# Geotagged Tweet Mapping
#### Welcome to the Geotagged Tweet Mapping project for *Teaching Privacy*.

**This project is due on 00/00/00.**

This project will rely on several Python libraries, some of which you may have not used before. Thus, it is highly recommended you do this in pairs or groups. 

## Part 0a: Installing Tweepy

The easiest way to install is to run the following in your terminal:

*pip install tweepy*

If this does not work check out the readme file on https://github.com/tweepy/tweepy for the most up to date installation instructions. 

## Part 0b: Installing geoplotlib

We will be using the geoplotlib library to visualize tweet locations. Since geoplotlib requires two other libraries, numpy and pyglet, we will have to install those too using the following 4, separate, commands in your terminal:

*pip install numpy <br>
pip install pyglet <br>
pip install geoplotlib <br>
pip install pandas*

Once done, run the cell below to import tweepy and all other necessary Python modules.

In [1]:
import tweepy
from tweepy import TweepError
import json
import numpy
import pyglet
import geoplotlib
import pandas

## Part 1: Create Twitter App


1. Go to https://apps.twitter.com and click 'Sign In'. If you do not have a Twitter account or do not want to use your current Twitter account, you will have to create one.
2. Click on 'Create New App'.
3. Give your app a Name, Description and a Website.
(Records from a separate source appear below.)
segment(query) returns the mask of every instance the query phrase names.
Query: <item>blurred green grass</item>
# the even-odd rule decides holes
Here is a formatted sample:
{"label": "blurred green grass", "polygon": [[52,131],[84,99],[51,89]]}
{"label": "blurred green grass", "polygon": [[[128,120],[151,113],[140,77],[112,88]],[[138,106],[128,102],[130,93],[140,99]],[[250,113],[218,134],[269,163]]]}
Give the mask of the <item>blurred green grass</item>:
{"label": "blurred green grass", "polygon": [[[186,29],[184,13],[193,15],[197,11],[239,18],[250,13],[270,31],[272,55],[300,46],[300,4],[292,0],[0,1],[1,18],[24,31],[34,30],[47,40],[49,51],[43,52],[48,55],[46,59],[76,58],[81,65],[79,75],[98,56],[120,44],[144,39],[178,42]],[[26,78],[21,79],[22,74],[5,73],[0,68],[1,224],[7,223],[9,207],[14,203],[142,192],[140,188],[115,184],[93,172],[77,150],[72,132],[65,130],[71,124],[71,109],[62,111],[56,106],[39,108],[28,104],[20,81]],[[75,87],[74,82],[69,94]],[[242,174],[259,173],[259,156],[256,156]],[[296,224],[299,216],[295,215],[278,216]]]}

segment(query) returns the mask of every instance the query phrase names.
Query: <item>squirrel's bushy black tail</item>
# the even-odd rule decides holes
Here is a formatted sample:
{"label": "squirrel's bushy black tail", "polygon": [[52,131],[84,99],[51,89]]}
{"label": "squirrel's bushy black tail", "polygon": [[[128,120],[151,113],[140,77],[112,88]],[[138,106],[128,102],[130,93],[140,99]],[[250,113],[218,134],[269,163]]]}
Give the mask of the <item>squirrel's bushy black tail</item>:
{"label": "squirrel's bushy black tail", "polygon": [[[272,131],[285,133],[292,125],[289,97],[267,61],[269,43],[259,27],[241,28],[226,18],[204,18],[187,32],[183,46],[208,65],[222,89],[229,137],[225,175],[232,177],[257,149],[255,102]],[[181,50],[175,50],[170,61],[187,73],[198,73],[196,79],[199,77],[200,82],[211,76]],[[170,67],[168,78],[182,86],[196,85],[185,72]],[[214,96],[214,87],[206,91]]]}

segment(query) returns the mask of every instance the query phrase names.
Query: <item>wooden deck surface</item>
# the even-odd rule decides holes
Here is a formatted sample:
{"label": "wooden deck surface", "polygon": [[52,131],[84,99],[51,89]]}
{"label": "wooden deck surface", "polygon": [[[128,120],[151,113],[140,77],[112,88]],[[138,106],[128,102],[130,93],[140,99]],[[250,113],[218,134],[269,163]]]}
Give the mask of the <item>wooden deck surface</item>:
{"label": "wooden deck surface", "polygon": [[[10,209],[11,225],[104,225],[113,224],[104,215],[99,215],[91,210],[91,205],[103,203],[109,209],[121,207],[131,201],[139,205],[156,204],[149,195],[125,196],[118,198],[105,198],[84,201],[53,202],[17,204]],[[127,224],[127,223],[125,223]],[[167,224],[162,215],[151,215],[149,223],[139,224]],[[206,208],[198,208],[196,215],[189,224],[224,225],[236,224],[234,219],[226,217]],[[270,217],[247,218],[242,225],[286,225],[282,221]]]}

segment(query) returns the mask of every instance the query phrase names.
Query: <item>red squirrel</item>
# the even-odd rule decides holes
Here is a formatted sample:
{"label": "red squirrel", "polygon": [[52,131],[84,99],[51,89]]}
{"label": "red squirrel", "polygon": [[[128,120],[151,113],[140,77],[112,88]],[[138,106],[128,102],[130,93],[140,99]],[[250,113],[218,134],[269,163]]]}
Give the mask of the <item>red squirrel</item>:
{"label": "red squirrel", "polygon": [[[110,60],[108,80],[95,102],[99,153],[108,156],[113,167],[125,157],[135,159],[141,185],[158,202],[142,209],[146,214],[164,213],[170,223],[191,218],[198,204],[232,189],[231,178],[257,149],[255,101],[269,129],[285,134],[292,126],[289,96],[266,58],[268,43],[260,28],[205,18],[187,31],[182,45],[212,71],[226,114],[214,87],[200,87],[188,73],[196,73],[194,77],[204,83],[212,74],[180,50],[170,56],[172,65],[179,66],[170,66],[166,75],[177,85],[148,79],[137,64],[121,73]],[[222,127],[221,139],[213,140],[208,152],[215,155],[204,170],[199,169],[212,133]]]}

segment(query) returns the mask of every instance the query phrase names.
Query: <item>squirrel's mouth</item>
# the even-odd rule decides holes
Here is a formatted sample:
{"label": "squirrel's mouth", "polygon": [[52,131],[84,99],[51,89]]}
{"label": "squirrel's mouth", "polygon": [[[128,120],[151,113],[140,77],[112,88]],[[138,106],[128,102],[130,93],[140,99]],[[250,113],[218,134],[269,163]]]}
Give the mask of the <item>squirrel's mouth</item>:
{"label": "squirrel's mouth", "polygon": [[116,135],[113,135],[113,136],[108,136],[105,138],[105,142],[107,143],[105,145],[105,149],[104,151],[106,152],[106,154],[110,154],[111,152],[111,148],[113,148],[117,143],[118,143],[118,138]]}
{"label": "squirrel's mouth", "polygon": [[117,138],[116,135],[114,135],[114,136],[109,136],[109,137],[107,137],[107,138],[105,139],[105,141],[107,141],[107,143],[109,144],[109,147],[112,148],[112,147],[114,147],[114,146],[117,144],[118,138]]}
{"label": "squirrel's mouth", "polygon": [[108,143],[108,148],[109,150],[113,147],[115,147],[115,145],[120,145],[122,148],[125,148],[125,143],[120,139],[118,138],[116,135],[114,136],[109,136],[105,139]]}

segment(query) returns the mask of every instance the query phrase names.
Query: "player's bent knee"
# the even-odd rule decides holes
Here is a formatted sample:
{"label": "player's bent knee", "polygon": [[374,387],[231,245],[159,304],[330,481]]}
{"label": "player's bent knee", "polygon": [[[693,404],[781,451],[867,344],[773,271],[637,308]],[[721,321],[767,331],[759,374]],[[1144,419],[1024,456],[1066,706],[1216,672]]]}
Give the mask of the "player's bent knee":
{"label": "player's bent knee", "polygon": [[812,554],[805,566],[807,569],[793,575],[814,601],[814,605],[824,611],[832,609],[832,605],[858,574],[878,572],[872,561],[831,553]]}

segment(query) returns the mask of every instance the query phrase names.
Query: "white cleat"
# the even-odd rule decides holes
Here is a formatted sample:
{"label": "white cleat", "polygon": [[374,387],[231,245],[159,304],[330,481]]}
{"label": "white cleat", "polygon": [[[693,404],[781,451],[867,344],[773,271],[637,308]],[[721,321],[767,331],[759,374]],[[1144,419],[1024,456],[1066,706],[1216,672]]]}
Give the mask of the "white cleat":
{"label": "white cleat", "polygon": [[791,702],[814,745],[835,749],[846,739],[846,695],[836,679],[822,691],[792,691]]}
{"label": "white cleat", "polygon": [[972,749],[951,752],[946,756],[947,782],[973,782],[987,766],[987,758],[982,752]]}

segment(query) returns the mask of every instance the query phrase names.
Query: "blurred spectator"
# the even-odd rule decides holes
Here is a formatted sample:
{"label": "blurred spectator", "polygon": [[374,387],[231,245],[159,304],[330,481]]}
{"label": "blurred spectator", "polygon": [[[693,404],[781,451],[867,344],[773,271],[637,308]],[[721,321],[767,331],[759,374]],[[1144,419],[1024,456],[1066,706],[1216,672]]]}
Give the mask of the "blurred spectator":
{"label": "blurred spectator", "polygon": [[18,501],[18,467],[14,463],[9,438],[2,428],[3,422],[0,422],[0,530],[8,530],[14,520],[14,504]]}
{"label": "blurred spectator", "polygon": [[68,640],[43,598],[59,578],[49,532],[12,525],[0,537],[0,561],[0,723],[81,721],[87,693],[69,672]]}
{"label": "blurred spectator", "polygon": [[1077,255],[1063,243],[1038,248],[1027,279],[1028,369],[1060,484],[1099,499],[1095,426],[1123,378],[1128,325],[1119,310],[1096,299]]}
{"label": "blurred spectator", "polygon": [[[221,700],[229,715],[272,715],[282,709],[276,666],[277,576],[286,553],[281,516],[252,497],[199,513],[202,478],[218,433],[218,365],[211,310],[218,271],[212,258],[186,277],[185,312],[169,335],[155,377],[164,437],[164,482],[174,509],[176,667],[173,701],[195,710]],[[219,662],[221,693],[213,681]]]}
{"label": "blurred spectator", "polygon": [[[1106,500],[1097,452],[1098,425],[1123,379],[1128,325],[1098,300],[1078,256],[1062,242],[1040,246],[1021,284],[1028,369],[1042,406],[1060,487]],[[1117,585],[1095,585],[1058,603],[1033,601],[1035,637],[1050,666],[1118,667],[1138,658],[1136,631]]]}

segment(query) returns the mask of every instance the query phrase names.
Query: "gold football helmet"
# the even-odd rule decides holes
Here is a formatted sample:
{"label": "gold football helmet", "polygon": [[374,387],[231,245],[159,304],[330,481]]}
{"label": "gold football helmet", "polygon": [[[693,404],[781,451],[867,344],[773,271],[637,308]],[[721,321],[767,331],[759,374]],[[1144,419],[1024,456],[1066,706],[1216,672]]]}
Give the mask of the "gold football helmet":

For the website you are allowed to put a placeholder such as https://www.google.com.

## Part 2: Obtain Twitter Tokens 

When using APIs that require tokens and keys for authentication, it is common practice to have your keys in a separate JSON file as to protect yourself and the application's users. Your file should not be posted on public repositories, and you should **never** share your keys. 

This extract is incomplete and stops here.